Literature DB >> 21557738

The flavonoid scaffold as a template for the design of modulators of the vascular Ca(v) 1.2 channels.

S Saponara1, E Carosati, P Mugnai, G Sgaragli, F Fusi.   

Abstract

BACKGROUND AND
PURPOSE: Previous studies have pointed to the plant flavonoids myricetin and quercetin as two structurally related stimulators of vascular Ca(v) 1.2 channel current (I(Ca1.2) ). Here we have tested the proposition that the flavonoid structure confers the ability to modulate Ca(v) 1.2 channels. EXPERIMENTAL APPROACH: Twenty-four flavonoids were analysed for their effects on I(Ca1.2) in rat tail artery myocytes, using the whole-cell patch-clamp method. KEY
RESULTS: Most of the flavonoids stimulated or inhibited I(Ca1.2) in a concentration- and voltage-dependent manner with EC(50) values ranging between 4.4 µM (kaempferol) and 16.0 µM (myricetin) for the stimulators and IC(50) values between 13.4 µM (galangin) and 100 µM [(±)-naringenin] for the inhibitors.

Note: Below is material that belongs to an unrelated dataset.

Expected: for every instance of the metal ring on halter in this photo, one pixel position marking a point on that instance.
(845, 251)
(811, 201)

Key structural requirements for I(Ca1.2) stimulatory activity were the double bond between C2 and C3 and the hydroxylation pattern on the flavonoid scaffold, the latter also determining the molecular charge, as shown by molecular modelling techniques. Absence of OH groups in the B ring was key in I(Ca1.2) inhibition. The functional interaction between quercetin and either the stimulator myricetin or the antagonists resokaempferol, crysin, genistein, and 5,7,2'-trihydroxyflavone revealed that quercetin expressed the highest apparent affinity, in the low µM range, for Ca(v) 1.2 channels. Neither protein tyrosine kinase nor protein kinase Cα were involved in quercetin-induced stimulation of I(Ca1.2). CONCLUSIONS AND IMPLICATIONS: Quercetin-like plant flavonoids were active on vascular Ca(v)1.2 channels. Thus, the flavonoid scaffold may be a template for the design of novel modulators of vascular smooth muscle Ca(v)1.2 channels, valuable for the treatment of hypertension and stroke.
© 2011 The Authors. British Journal of Pharmacology © 2011 The British Pharmacological Society.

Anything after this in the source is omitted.